Internet stock trading in Japan, which is based on loose margin rules, has been exploding in volume, and the Nikkei has just reached a five-year high. Speculation abounds.
According to the Japan Securities Dealers Association, about 30 percent of all trading is now done via the Internet (versus ~20 pct two years ago) and individual traders who use margin extensively are doing about 60 pct of that.
According to Nihon Keizai, the TSE may soon increase the minimum margin deposit from 30 pct of the purchase price to 40 or 50 pct. In addition, the upper limit on the value of stock that can be counted as collateral for margin trading will drop from the current 80 pct to 70 pct.
Such a move would be like shouting “Fire!” in a crowded theater.

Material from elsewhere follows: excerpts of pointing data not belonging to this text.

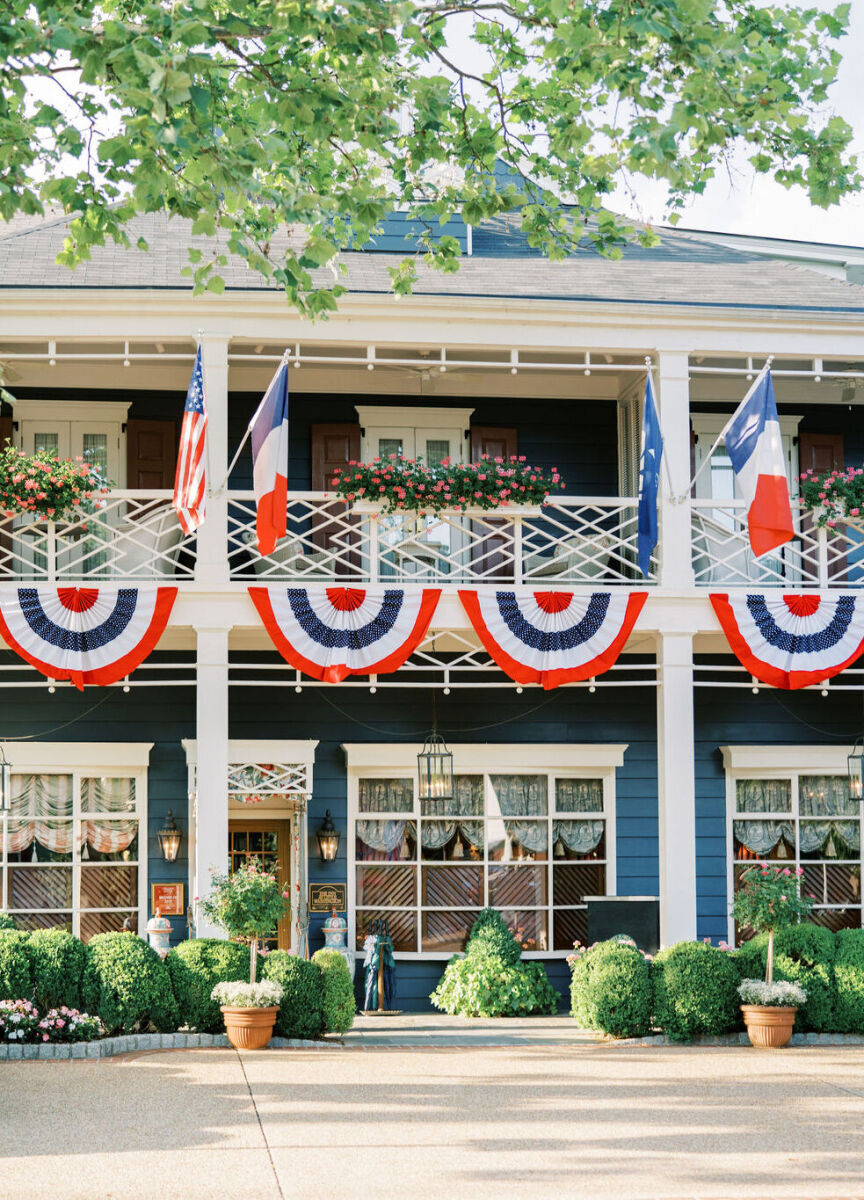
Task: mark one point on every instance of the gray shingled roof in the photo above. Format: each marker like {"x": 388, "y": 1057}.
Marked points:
{"x": 683, "y": 270}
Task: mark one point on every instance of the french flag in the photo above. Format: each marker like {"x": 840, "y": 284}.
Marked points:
{"x": 269, "y": 432}
{"x": 755, "y": 447}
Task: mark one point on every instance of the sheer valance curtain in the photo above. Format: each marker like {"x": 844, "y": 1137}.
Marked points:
{"x": 823, "y": 802}
{"x": 41, "y": 810}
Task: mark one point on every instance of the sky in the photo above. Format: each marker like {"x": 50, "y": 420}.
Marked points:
{"x": 753, "y": 204}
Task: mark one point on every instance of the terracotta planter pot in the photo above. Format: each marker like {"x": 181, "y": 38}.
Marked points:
{"x": 768, "y": 1026}
{"x": 249, "y": 1029}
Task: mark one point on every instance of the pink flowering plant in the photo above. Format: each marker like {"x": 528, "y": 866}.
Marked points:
{"x": 46, "y": 486}
{"x": 247, "y": 904}
{"x": 834, "y": 497}
{"x": 67, "y": 1025}
{"x": 402, "y": 484}
{"x": 769, "y": 898}
{"x": 18, "y": 1020}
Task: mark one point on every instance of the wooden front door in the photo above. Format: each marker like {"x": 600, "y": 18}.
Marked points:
{"x": 269, "y": 841}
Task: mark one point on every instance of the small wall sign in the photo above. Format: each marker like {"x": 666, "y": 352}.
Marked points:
{"x": 168, "y": 898}
{"x": 324, "y": 897}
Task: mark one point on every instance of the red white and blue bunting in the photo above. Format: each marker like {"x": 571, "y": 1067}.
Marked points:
{"x": 84, "y": 635}
{"x": 553, "y": 637}
{"x": 792, "y": 641}
{"x": 334, "y": 633}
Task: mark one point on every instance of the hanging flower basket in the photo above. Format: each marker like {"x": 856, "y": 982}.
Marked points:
{"x": 407, "y": 485}
{"x": 835, "y": 497}
{"x": 45, "y": 486}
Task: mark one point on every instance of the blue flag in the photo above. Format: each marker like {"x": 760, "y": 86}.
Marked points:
{"x": 649, "y": 479}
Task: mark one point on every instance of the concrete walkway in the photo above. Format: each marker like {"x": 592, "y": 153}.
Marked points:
{"x": 463, "y": 1120}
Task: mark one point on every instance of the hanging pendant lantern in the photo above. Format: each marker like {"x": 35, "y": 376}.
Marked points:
{"x": 435, "y": 769}
{"x": 5, "y": 783}
{"x": 855, "y": 765}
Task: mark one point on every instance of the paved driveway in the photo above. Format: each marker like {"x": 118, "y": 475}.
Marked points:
{"x": 453, "y": 1121}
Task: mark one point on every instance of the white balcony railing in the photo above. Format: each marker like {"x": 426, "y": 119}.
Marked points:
{"x": 823, "y": 558}
{"x": 132, "y": 535}
{"x": 575, "y": 540}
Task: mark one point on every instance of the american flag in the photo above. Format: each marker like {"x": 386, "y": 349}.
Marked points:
{"x": 190, "y": 481}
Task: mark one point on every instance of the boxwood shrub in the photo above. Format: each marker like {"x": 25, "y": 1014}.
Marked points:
{"x": 126, "y": 984}
{"x": 16, "y": 977}
{"x": 195, "y": 967}
{"x": 849, "y": 975}
{"x": 57, "y": 961}
{"x": 611, "y": 989}
{"x": 803, "y": 954}
{"x": 301, "y": 1012}
{"x": 491, "y": 933}
{"x": 695, "y": 991}
{"x": 339, "y": 1006}
{"x": 490, "y": 979}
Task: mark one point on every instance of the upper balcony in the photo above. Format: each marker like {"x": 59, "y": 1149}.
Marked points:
{"x": 575, "y": 541}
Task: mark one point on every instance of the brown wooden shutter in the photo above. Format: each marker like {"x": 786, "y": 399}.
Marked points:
{"x": 334, "y": 445}
{"x": 497, "y": 443}
{"x": 822, "y": 453}
{"x": 489, "y": 553}
{"x": 150, "y": 454}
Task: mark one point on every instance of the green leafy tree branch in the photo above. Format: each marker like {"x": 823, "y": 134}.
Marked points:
{"x": 277, "y": 127}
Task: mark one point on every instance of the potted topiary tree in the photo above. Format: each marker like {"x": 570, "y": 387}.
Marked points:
{"x": 247, "y": 904}
{"x": 771, "y": 898}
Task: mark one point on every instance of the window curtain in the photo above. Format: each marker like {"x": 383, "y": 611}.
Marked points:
{"x": 763, "y": 796}
{"x": 579, "y": 837}
{"x": 466, "y": 802}
{"x": 826, "y": 797}
{"x": 387, "y": 795}
{"x": 579, "y": 796}
{"x": 761, "y": 837}
{"x": 40, "y": 810}
{"x": 523, "y": 796}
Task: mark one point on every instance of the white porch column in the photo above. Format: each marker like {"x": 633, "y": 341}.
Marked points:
{"x": 211, "y": 735}
{"x": 673, "y": 400}
{"x": 676, "y": 789}
{"x": 211, "y": 565}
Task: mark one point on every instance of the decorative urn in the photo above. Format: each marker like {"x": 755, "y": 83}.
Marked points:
{"x": 336, "y": 937}
{"x": 159, "y": 933}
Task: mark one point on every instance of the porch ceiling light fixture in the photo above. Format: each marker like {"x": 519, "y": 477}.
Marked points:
{"x": 5, "y": 783}
{"x": 435, "y": 769}
{"x": 328, "y": 839}
{"x": 169, "y": 838}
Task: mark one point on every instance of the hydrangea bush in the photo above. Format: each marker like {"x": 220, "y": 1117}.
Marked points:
{"x": 237, "y": 994}
{"x": 47, "y": 486}
{"x": 18, "y": 1020}
{"x": 780, "y": 994}
{"x": 407, "y": 484}
{"x": 834, "y": 496}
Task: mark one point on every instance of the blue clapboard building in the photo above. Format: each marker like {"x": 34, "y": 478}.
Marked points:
{"x": 658, "y": 778}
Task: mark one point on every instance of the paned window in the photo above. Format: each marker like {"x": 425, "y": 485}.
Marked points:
{"x": 532, "y": 845}
{"x": 70, "y": 851}
{"x": 809, "y": 821}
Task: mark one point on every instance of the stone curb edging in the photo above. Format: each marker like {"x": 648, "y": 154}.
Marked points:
{"x": 742, "y": 1039}
{"x": 106, "y": 1048}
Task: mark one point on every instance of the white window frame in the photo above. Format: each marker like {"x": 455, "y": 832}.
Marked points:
{"x": 84, "y": 760}
{"x": 71, "y": 420}
{"x": 382, "y": 760}
{"x": 773, "y": 762}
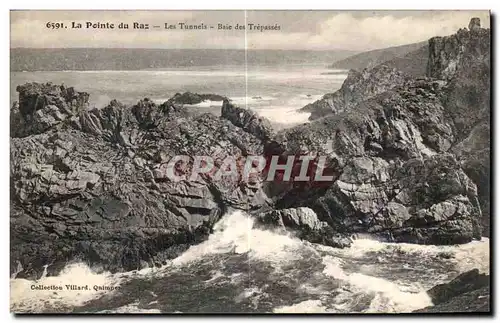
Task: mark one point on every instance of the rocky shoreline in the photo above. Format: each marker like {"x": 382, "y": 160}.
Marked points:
{"x": 409, "y": 159}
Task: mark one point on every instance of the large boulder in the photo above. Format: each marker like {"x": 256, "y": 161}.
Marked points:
{"x": 95, "y": 186}
{"x": 393, "y": 173}
{"x": 44, "y": 106}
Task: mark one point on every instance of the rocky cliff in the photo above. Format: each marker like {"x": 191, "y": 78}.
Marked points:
{"x": 93, "y": 184}
{"x": 458, "y": 81}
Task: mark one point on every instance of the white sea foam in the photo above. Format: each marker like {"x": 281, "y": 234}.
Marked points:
{"x": 132, "y": 309}
{"x": 24, "y": 298}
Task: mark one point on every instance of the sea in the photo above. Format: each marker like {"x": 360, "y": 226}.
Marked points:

Shares that have been bought on margin on Japanese exchanges now exceeds 5 trillion yen, which is an increase of +1 trillion yen in just one month. Not since the Aug. 1991 has total margin debt been so high.
In fact, the all-time margin debt record (10 trillion yen) was set in 1Q90, as the Japanese reached a massive speculative all-time peak in equity prices. After new margin rules had been installed at that point, the Nikkei dropped from ~40,000 to ~20,000 in one year.
Today’s warning to individual traders of equities is clear: a +48.3 pct gain in seven months is not sustainable. Moreover, such a price move in Japan cannot be justified by economic or corporate fundamental reasons either.
And the almost +5 pct move last week in four days, was speculation, pure and simple.
Such enthusiasm – speculation really -- will now likely come to an end with the increase in margin requirements. Moreover, the Bank of Japan is set to raise its bank rate for the first time in many years. So a cycle peak in Japanese equities is at hand.
The timing of the pull-back in the broad market indexes in the world’s second largest economy, which I am suggesting could be next week, is likely to coincide with the same cycle peak on the NYSE and Nasdaq.
As I see it anyway.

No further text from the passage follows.